Maybe the most interesting character is a cigar-chomping, massively obese Frenchman who works in espionage, a former French legionnaire who lost his French passport in 2006 for some unexplained, mercenary illegalities. He seems at first glance to be the most overtly Kurtz-like, or at least the most Marlon Brando-like (because he is very fat, you see). But when he speaks (filmed secretly), he seems to understand by far the most about how things work in the CAR, how the French are exploiting the country – deliberately keeping it weak so they can continue to take the natural resources at the lowest cost – and about the macro politics of it all. This guy gets assassinated halfway through the film.

That’s not really a spoiler, because you could watch this movie six times and the characters and their motives would still be murky. Brügger’s chief skill is being willing to travel to this insane land where causality doesn’t apply in the first place. Amazingly, it also manages to be darkly hilarious. With Brügger playing his Great White Hunter character to the hilt, he tells his African fixer, Paul – who might secretly be working for Mr. Gilbert, but that’s another story – “not to be racistic, but I have a problem with Asian people, they’re always very sneaky.”
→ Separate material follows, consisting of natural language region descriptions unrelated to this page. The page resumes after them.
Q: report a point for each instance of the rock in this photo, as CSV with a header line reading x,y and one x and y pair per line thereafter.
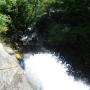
x,y
11,75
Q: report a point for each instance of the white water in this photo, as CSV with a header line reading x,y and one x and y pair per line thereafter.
x,y
45,73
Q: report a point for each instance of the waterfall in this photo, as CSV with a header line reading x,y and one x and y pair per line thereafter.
x,y
44,71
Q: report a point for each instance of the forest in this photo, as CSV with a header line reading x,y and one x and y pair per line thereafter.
x,y
61,25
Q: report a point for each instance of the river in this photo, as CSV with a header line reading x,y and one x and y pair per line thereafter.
x,y
45,71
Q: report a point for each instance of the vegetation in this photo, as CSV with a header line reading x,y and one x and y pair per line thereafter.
x,y
61,24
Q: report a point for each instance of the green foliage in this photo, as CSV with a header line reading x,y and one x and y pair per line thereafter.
x,y
4,20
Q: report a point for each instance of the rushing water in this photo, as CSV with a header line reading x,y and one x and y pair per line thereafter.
x,y
45,71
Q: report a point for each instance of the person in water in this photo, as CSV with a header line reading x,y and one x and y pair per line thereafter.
x,y
20,60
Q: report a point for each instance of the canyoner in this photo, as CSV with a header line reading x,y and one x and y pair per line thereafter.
x,y
20,60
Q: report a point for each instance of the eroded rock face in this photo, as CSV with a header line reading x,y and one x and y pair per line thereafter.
x,y
11,76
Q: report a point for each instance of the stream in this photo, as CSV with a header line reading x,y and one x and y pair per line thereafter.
x,y
45,71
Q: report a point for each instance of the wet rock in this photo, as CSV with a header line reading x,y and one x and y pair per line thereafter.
x,y
11,75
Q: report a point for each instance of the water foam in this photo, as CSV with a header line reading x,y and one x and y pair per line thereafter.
x,y
45,73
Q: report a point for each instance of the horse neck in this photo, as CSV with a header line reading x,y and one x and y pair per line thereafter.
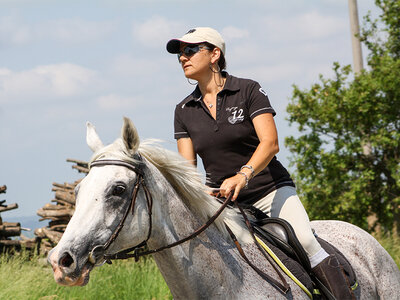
x,y
194,268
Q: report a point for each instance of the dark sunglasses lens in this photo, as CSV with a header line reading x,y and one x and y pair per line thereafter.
x,y
189,51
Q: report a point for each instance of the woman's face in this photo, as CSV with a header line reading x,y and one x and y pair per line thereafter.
x,y
195,60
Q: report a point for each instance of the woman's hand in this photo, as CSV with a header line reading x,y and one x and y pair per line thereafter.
x,y
235,184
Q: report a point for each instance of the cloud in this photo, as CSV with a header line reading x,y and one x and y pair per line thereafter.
x,y
309,25
45,82
129,65
116,102
156,31
15,31
231,33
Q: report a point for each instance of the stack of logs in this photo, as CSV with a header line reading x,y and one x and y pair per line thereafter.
x,y
10,230
60,211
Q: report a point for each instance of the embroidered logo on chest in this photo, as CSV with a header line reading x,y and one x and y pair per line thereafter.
x,y
236,116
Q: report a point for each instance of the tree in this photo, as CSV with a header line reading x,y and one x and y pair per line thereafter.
x,y
347,155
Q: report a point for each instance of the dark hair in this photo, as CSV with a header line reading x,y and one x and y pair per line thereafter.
x,y
221,61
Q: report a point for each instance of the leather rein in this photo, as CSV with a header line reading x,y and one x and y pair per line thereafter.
x,y
140,250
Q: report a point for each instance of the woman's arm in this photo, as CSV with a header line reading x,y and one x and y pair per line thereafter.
x,y
186,149
267,148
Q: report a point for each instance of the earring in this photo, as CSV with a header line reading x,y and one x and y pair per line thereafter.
x,y
192,83
212,69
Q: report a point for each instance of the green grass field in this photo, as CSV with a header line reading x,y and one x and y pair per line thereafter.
x,y
21,278
33,279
Yes, Paul quickly agrees, the problem with the Chinese is that they have no morals.

Brügger’s “cover” in Africa, and it’s unclear why he even needs a cover in a country this openly corrupt, is that he wants to build a match factory. He tells officials he wants the matches to be made by pygmies, because “pygmies have the strongest magic.” A bribed government official then takes Cortzen to a pygmy village, where the residents (including young children) have been fed wine and moonshine since the morning so that they’ll be in a dancing stupor by the time the white man gets there and provide him a show. The chief even provides Brügger a pygmy assistant, and when two mute pygmies show up at Brügger’s office the next day (one with a lazy eye), Brügger is told, almost as an afterthought, “Yes, of course, pygmies always travel in pairs.” Like, DUH, guy, where did you go to pygmy school?
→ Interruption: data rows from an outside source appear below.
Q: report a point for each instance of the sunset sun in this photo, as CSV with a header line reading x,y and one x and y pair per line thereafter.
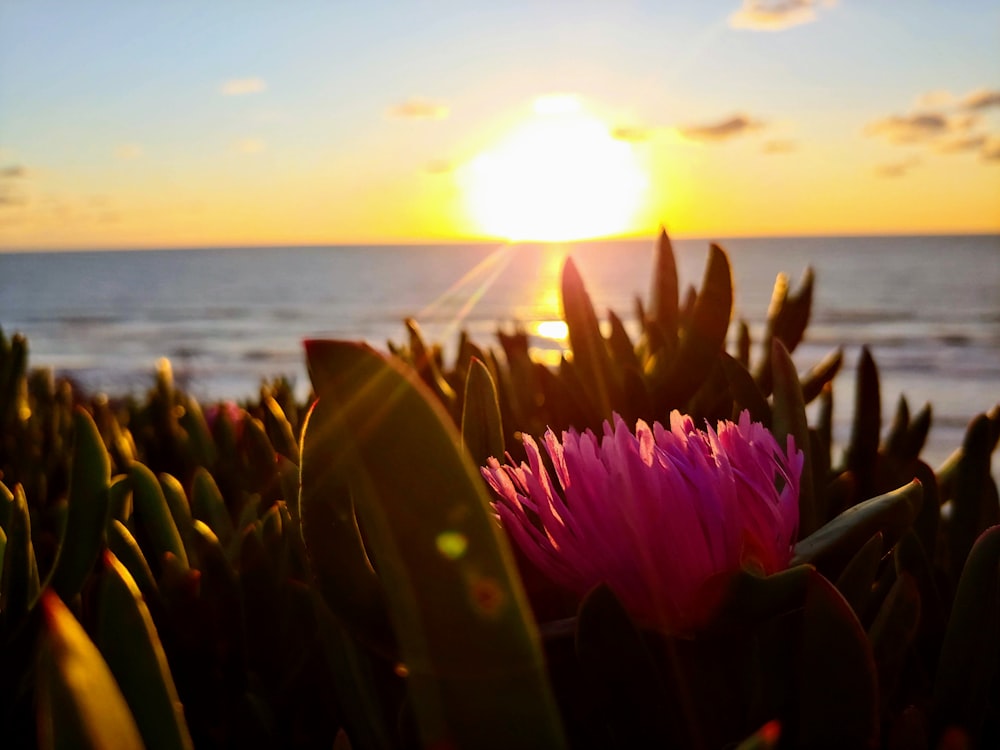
x,y
559,176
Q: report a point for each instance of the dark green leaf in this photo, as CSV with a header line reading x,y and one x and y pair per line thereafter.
x,y
482,429
90,475
832,546
465,632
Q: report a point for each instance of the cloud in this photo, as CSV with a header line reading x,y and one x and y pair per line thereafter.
x,y
419,109
962,143
128,151
775,15
779,147
991,149
631,134
250,145
438,166
723,130
898,168
919,128
936,98
242,86
981,99
10,180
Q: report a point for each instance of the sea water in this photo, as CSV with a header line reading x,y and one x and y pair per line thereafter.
x,y
928,307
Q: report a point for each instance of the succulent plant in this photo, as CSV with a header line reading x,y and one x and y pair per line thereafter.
x,y
277,573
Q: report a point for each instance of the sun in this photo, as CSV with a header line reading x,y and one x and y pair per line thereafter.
x,y
559,176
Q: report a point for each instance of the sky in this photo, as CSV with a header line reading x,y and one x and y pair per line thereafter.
x,y
153,124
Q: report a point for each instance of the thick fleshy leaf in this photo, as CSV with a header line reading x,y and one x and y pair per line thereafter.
x,y
200,443
155,525
821,375
482,429
426,365
79,703
789,418
765,738
332,536
279,429
831,546
856,580
207,505
862,452
837,690
354,681
969,652
703,334
19,579
466,635
127,551
894,630
972,510
128,641
632,698
590,352
745,392
90,475
663,297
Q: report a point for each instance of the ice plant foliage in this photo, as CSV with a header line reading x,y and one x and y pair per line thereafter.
x,y
662,516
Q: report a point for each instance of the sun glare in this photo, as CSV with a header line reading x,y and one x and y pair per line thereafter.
x,y
560,176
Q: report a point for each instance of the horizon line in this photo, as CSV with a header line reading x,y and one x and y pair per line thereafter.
x,y
479,241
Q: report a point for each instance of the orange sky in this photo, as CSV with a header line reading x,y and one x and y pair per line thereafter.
x,y
191,126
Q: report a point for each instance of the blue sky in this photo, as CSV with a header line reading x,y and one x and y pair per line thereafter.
x,y
139,123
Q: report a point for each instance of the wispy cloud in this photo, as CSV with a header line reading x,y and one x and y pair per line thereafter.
x,y
242,86
250,145
963,143
632,134
438,166
981,99
11,179
897,168
779,147
910,128
128,151
955,127
934,99
775,15
731,127
991,149
419,109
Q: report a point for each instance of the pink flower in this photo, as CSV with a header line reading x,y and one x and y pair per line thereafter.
x,y
663,517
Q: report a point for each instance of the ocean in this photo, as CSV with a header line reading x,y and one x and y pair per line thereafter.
x,y
927,306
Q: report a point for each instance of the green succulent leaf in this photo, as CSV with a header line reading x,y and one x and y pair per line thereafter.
x,y
152,515
745,392
90,477
833,545
632,697
127,551
838,702
789,418
664,294
465,633
855,582
19,584
969,652
127,639
208,505
862,452
79,703
591,360
703,334
482,428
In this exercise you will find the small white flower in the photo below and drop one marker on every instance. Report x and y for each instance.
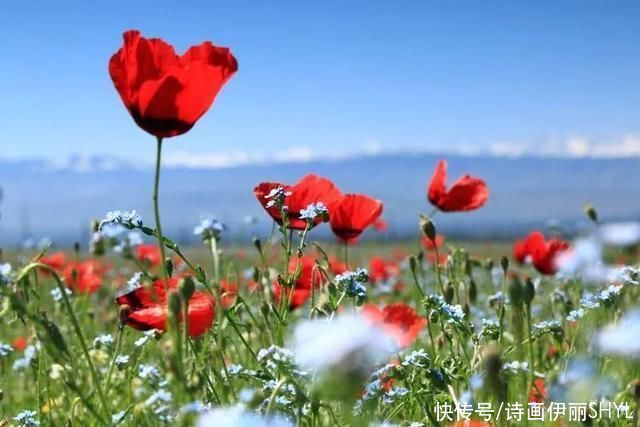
(313, 211)
(57, 294)
(26, 418)
(103, 340)
(128, 219)
(121, 360)
(5, 350)
(5, 271)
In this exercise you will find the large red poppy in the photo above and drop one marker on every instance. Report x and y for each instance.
(147, 308)
(466, 194)
(310, 189)
(398, 320)
(542, 253)
(149, 253)
(84, 276)
(351, 214)
(310, 277)
(166, 93)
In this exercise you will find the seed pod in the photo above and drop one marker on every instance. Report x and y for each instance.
(175, 305)
(427, 227)
(504, 263)
(449, 293)
(591, 212)
(168, 264)
(187, 288)
(529, 291)
(516, 292)
(473, 291)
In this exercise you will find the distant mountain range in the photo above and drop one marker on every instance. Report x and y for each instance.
(58, 201)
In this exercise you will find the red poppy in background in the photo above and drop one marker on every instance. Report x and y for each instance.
(84, 276)
(380, 225)
(351, 214)
(149, 254)
(398, 320)
(166, 93)
(56, 260)
(542, 253)
(147, 308)
(310, 189)
(309, 278)
(538, 392)
(466, 194)
(381, 270)
(19, 343)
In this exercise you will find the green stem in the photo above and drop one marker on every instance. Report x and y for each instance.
(76, 328)
(156, 211)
It’s the kind of scene that Brügger’s critics will inevitably have the most problem with, Brügger participating in the exploitation of the natives, supposedly for the sake of greater understanding. It will certainly make you feel dirty, but that’s the character Brügger’s playing. He has to participate. He’d never be able to see what was actually going on if he was tutting and clicking the whole time.

Brügger’s Cortzen is frequently compared to Borat, but the comparison isn’t quite right. With Borat, it’s always very clear who is and isn’t in on the joke. With Cortzen, it’s hard to tell. The cast of characters is necessarily-tangled and confusing (“there is no why here,” as a guard tells Primo Levi in Survival in Auschwitz), but The Ambassador still could’ve benefited from a little more transparency in outlining Brügger’s motives. Wait, how does having a match factory help you smuggle diamonds? And what does being able to get the diamonds prove, exactly? What was the end game here? You probably won’t enjoy it if you’re looking for a smoking gun, but it’s not that kind of movie. What it is is a strange, confusing, hilarious journey into a terrifying place through the eyes of a guy with way bigger balls than you. My greatest criticism is also my greatest rave, which is that I started buying books about the CAR on Amazon as soon as it was over. That seems safer. I like my learning without fear of assassination or diarrhea.